5 Great Location Apps That Aren’t Foursquare

Location-based apps – apps that allow users to announce their location to a network of other users via smartphone – present marketers and advertisers with the opportunity to interact with consumers in real time, provide consumers with incentives, nudge them in the direction of a brick and mortar location, and collect accurate and meaningful data about those consumers at point of purchase.

Foursquare has established a foothold in this newly crowded field. That’s brought it competition from the giants of the Web, Google and Facebook. But the real action in the category might remain with the startups popping up on a regular basis. Here are five promising location-based apps that are not Foursquare. They include many similar features: the ability to opt in and out, search filters including #tags, location, and, in the case of Stuck, mood. Users can post photos and send real time messages. Virtually all of the app developers in this category work with brands and merchants to incentivize real world visits by offering contests and prizes to people who check in at their location.
Unlike other apps in the category, Ask Around, from the same people who brought you Ask.com, does not connect users through friend networks.
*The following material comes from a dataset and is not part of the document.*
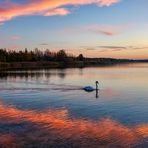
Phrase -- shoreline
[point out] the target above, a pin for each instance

The only link between users of this app is location. Users can connect with others users in close proximity to them, whether they know other connected users or not. Users can also view the location-centric conversations in places they are not. So, for example, users can preview the conversations happening at the next stop on a bar crawl. The question for Ask Around is if people really want an app to connect with complete strangers around them.
Loopt doesn’t require users to check in. It determines location by triangulating between cell towers. Because the app uses cell tower data, it also enables users to opt in and out easily and to hide location data from specific friends in their networks. Loopt brings consumers and marketers together through a system of rewards. Loopt lets users know when there are rewards nearby, In the past, Loopt’s partners have given away free music, tickets to Mexico, and discounted sporting goods.
Gowalla was always held up as Foursquare’s best competitor. Some believed it had superior functionality and design, but it didn’t stand a chance to Foursquare’s marketing savvy. Gowalla uses passport stamps that users collect as they check into various locations. As part of the app, Gowalla offers pre-designed “trips” created by sponsors including National Geographic, USA Today, CNN Money that guide users on preset routes that include recommendations on where to check-in. Its most ambitious deal is with Disney, which is using Gowalla in its theme parks.
Stuck is a pretty standard location-based social network app with one distinguishing characteristic: users can update their emotional status using emotion specific icons and can even filter their feed by emotion. Want to see all your friends who are restless? Angry? Content? Stuck can help. Want to advertise to people who are restless, angry or content? Stuck’s your app.
Whrrl is a map-based app that lets users search for  “happy hour” or “restaurant” and get recommendations for nearby establishments made by other Whrrl users. Whrrl users build “stories” around specific places or events by adding pictures and notes. And users are invited join “societies” based on interests the app gleans from usage. The more users contribute to the societies, the more weight their recommendations carry within those societies.
The plethora of location apps can make the category appear overheated. But the potential is without a doubt there as marketing vehicles. According to one recent study, 20 percent of mobile users have visited a physical store as the result of receiving a location-based ad. But like most things mobile-related, the effectiveness of location-based advertising is diluted by the enormous fragmentation of platforms; not all apps are available for every handset.